Антошка поднял голову и, увидев мать, воскликнул:
– Вот она!
Танкован поспешно поставил бокал на стол, схватил из вазы букет цветов и нетвердой походкой направился к лестнице.
– Что здесь происходит? – удивилась Маргарита, обводя глазами окружающих. – А где Антиох?
Максим грохнулся перед ней на колени и зарыдал:
– Марго! Прости меня, подонка! Прости меня, моя милая, ненаглядная и самая лучшая на свете женщина! Я буду стоять на коленях, пока не вымолю твоего прощения или хотя бы ласкового взгляда!
– А где Антиох? – повторила Маргарита, обращаясь к Робаровской.
Та пожала плечами:
– Он сделал все, что должен был сделать. В этом городе его больше никто и ничто не держит.
– Это неправда! – воскликнула девушка. – Он не может так думать!
Робаровская опустила глаза.
– Он уехал, Рита… Рано утром отправился на вокзал вместе с Глузкером.
– Марго! – заорал Максим. – То, что я сейчас скажу, – не пустые слова. Они выстраданы, обагрены кровью, обожжены огнем! Стань моей женой, Рита! Выходи за меня – и счастливей, светлей и радостней семьи, чем наша, не будет на всем белом свете!
– Да, – покачал головой Блатов. – Далеко пойдете, молодой человек…
– Максим! Вы ведь еще пока женаты на другой, – напомнила Робаровская.
– Я вдовец! – прорычал тот.
Маргарита вдруг бросилась вверх по лестнице, но, пробежав несколько ступенек, вернулась обратно:
– Тоха, мальчик, ты уже позавтракал?
– Я еще не допил чай. – Он скорчил смешную гримасу. – С двумя конфетами.
– Давай, малыш, возьмем конфеты с собой. – Она схватила его за руку. – У нас очень мало времени.
– Риточка! – взмолилась Ульяна Юрьевна. – Не бросай Максимку! Мы же тебе не чужие!
Маргарита подскочила к ней и расцеловала в обе щеки:
– Спасибо вам за все! За все! И знайте: ближе вас у меня нет людей на этом свете! И я не прощаюсь, я говорю – до свидания! До скорого и, конечно, счастливого свидания.
– Я не понял, – нахмурился Максим. – Она куда-то уезжает?
– Встань с колен, Макс, – тихо сказал Семен Романович. – И ступай, умойся.
– Я не знаю, где я буду завтра! – с жаром воскликнула Маргарита. – Не ведаю, через какие трудности и мытарства еще придется пройти. Но я всегда буду помнить о вас! Всегда буду любить вас. И конечно, ждать нашей встречи.

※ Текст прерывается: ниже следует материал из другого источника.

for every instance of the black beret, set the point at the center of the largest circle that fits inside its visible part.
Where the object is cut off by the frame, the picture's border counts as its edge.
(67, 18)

– Счастливо тебе, девочка, – сказала Робаровская. – Теперь все в твоей жизни сложится как надо…
– Знаете что? – Блатов скривил губы. – Налейте мне водки.
На крохотной станции, как обычно, было малолюдно. Дворники в старомодных картузах все также неторопливо подметали полупустой перрон. Холодный сентябрьский ветер гонял вдоль полотна обрывки газет и смятые пластиковые стаканчики. На платформе мрачный дежурный по станции в форменной фуражке и серой телогрейке кормил голубей. Грязный товарняк на соседних путях шипел гидравликой и лязгал вагонными креплениями. Усыпанный опавшими листьями перрон тоскливо проглядывал под ногами серыми асфальтными пятнами.